Alla luce di quanto esposto, la Corte giunge ad affermare il principio di diritto secondo cui “in materia di emissione di fatture per operazioni inesistenti, il sequestro preventivo, finalizzato alla confisca per equivalente, non può essere disposto sui beni dell'emittente per il valore corrispondente al profitto conseguito dall'utilizzatore delle fatture medesime, poiché il regime derogatorio previsto dall'art. 9 del d. lgs. n. 74 del 2000 - escludendo la configurabilità del concorso reciproco tra chi emette le fatture e chi se ne avvale - impedisce l'applicazione in questo caso del principio solidaristico, valido nei soli casi di illecito plurisoggettivo. Il sequestro preventivo, astrattamente consentito dall'art. 143 della legge n. 244 del 2007, nei confronti dell'emittente le fatture per operazioni inesistenti deve essere relativo al solo profitto (prezzo del reato) per il reato di emissione di fatture per operazioni inesistenti, da dimostrarsi in sede di sequestro relativamente a qualsiasi utilità economica valutabile ed immediatamente o indirettamente derivante dalla commissione del reato”.
Il su menzionato principio di diritto è una diretta conseguenza del fatto che le condotte di emissione e di utilizzazione di fatture false sono da considerarsi fra di loro autonome, integrando ciascuna una distinta figura delittuosa, così che, nell'ipotesi in cui tali condotte si realizzino insieme, l'emittente e l'utilizzatore risponderanno ciascuno per il fatto proprio, dovendo escludersi che uno dei soggetti possa concorrere nel fatto proprio dell'altro[2].
In quest'ottica, allora, diventano chiare e decisamente da condividere le ragioni che hanno portato la Corte a rigettare il ricorso.
In sostanza, la Corte rimprovera al ricorrente di non avere dato la prova che gli indagati, che hanno emesso le false fatture, abbiano conseguito un profitto per la loro condotta illecita.
L'unico profitto, accertato nella fattispecie, è consistito nell'imposta evasa dal soggetto che si è avvalso delle false fatture.

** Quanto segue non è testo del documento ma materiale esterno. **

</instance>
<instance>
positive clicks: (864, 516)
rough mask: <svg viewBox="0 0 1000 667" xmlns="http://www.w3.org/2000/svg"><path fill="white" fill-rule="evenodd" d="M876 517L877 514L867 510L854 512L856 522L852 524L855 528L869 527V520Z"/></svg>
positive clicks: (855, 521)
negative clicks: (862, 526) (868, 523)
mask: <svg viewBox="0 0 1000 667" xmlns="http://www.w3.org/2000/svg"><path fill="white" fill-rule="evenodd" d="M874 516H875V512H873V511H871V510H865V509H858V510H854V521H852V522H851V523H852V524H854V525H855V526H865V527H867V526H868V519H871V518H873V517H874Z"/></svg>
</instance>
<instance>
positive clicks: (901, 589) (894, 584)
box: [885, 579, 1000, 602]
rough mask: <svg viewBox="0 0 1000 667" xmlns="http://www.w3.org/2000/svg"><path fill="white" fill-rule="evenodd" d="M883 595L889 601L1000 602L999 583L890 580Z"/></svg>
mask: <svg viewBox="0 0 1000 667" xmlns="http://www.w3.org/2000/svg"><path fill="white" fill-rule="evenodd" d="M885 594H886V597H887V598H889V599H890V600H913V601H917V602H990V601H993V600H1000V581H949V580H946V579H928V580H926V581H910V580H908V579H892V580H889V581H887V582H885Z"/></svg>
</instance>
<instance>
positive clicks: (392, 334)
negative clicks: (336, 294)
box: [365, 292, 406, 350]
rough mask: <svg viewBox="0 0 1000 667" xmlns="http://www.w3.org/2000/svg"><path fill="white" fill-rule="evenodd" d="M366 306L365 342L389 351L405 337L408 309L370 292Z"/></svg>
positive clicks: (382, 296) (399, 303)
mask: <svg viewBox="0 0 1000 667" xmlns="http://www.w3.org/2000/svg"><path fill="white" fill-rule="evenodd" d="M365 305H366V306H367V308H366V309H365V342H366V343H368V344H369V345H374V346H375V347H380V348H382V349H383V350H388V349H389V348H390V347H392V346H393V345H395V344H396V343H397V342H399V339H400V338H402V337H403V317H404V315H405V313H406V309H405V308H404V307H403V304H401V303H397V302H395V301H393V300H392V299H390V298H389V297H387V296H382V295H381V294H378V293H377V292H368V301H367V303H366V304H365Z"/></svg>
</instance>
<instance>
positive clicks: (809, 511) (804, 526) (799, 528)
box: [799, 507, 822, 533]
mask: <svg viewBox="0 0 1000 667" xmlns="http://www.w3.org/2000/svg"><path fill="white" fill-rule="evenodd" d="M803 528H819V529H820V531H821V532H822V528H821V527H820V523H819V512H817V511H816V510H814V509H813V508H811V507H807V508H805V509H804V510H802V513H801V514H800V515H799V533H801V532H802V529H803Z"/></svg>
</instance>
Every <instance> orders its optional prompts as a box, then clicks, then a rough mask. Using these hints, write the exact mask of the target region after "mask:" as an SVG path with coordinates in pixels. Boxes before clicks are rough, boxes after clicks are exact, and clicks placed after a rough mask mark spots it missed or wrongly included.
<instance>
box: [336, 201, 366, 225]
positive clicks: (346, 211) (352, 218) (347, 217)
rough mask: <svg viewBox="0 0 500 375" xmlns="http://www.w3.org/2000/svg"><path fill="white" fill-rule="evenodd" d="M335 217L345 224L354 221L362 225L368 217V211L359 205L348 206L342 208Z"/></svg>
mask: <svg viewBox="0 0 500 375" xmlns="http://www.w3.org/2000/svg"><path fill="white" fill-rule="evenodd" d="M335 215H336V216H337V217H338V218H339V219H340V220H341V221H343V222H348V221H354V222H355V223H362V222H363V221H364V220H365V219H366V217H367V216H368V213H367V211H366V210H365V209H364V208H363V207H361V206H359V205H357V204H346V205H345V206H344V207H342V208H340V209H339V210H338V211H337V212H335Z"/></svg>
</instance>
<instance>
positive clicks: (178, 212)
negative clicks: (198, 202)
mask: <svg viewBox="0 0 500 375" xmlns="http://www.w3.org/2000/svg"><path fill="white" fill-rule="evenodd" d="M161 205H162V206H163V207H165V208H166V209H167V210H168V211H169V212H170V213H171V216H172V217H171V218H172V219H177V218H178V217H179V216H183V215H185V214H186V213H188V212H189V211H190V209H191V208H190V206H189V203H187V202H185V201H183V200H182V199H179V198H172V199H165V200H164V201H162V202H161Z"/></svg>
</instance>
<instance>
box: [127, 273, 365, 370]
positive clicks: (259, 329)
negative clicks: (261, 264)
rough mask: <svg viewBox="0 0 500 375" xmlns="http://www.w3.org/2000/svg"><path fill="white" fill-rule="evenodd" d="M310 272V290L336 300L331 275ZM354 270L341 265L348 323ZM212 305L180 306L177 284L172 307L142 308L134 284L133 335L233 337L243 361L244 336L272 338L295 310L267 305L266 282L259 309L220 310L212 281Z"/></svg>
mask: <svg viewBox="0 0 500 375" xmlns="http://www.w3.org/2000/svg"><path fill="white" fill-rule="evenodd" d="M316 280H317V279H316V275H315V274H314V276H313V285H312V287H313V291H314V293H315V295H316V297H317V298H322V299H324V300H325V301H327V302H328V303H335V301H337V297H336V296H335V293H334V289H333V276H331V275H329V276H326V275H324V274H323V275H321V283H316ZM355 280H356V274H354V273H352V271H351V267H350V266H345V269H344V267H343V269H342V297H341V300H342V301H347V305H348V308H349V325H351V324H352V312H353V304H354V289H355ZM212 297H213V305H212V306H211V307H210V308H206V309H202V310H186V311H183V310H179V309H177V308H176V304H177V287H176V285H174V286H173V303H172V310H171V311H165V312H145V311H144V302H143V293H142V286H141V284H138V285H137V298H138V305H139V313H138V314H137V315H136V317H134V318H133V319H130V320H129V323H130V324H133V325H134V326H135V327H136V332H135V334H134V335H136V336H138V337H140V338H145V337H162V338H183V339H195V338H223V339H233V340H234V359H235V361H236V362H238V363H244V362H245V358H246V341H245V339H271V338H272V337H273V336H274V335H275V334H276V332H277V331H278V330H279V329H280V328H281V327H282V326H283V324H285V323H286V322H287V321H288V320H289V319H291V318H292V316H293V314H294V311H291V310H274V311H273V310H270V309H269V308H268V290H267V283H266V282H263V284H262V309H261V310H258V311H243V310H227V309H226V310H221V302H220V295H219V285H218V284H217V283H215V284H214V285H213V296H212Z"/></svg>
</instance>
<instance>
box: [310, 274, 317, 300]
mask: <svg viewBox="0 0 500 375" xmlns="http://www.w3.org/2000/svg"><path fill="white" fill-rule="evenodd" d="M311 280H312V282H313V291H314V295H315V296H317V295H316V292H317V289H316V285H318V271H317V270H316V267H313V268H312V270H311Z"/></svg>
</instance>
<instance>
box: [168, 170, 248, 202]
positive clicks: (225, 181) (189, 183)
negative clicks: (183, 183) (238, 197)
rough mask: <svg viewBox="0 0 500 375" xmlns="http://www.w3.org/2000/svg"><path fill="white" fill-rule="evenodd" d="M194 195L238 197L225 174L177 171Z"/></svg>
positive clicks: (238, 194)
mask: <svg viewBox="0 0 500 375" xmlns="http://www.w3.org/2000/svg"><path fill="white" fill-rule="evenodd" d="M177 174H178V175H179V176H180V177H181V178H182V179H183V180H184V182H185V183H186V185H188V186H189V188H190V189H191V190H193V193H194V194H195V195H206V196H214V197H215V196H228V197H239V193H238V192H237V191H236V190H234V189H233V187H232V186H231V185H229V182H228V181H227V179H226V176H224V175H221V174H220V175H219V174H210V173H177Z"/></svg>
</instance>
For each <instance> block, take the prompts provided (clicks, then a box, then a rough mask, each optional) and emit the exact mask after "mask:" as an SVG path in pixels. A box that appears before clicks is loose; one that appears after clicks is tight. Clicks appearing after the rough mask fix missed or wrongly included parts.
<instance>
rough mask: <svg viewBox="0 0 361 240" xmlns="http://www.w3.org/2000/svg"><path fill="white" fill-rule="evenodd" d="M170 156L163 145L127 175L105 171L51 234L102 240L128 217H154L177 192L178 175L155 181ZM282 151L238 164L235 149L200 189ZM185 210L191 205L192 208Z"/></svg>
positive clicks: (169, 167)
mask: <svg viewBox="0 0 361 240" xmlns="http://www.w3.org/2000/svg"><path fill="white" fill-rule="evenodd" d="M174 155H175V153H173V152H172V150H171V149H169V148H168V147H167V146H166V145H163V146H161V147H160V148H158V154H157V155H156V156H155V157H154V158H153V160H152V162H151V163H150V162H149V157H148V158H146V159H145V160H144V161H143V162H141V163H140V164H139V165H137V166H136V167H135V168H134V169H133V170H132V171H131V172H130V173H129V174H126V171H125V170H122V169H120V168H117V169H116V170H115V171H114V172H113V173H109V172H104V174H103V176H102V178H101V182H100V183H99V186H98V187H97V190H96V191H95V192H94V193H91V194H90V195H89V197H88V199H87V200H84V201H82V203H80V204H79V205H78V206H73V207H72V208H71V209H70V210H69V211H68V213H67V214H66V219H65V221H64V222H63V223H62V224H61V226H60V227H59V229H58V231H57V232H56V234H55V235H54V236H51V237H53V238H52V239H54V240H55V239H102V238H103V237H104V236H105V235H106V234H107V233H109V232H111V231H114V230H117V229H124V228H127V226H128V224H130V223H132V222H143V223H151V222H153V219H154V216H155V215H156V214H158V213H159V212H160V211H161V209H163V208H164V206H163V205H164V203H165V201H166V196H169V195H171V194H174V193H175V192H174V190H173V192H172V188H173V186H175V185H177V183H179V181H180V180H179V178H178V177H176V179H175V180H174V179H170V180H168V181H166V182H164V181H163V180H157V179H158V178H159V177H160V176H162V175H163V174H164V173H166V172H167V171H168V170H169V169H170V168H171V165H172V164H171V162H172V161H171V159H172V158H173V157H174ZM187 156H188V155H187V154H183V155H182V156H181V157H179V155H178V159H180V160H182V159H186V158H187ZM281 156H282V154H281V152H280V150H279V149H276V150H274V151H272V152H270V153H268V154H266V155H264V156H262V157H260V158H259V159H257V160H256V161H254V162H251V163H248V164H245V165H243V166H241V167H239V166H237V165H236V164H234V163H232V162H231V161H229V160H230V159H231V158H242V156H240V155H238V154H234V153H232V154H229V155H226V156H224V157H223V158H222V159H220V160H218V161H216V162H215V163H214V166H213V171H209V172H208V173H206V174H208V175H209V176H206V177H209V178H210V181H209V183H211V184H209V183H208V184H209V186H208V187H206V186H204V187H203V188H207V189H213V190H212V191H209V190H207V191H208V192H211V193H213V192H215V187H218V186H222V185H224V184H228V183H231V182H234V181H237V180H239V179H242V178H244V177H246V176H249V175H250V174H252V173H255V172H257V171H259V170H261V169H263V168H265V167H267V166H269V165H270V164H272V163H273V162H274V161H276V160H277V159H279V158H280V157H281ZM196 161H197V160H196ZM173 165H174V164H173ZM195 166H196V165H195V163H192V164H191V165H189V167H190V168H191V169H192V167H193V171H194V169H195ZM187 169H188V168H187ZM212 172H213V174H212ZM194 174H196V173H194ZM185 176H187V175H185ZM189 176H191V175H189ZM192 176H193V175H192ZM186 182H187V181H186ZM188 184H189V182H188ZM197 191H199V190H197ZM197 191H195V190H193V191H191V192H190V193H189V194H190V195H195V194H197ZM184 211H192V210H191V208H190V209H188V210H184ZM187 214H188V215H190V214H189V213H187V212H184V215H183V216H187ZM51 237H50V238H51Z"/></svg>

Tale profitto, però, come si è visto, deve essere tenuto ben distinto da quello eventualmente conseguito dal soggetto che ha emesso le false fatture.
Concludendo, dal momento che il soggetto emittente delle fatture può essere colpito da sequestro preventivo finalizzato alla confisca per equivalente solo nei limiti del proprio profitto, poiché in capo agli indagati emittenti, nella fattispecie in esame, non è stato accertato alcun profitto, nessun sequestro poteva essere disposto a loro carico.
Da qui la conferma da parte della Suprema Corte dell'ordinanza con cui il Tribunale ha deciso di annullare il decreto di sequestro.
[1] Come è noto, l'art. 1, comma 143, della legge n. 244 del 2007 è stato abrogato dall'art. 14 del D. Lgs. n. 158 del 2015 e “sostituito, in linea di perfetta continuità normativa”, per usare le parole della stessa Corte Suprema tratte dal suo recente arresto n. 35853/16, “dal D. Lgs. n. 74 del 2000, art. 12bis, comma 1, come introdotto dal D. Lgs. n. 158 del 2015, art. 10”.
[2] Si vedano, in proposito, gli arresti della Corte Suprema n. 40172/06 e n. 3995/99, pur riferendosi quest'ultima decisione alla giurisprudenza formatasi sulla vecchia normativa, precedente alla riforma introdotta dal D. Lgs. 10 marzo 2000, n. 74.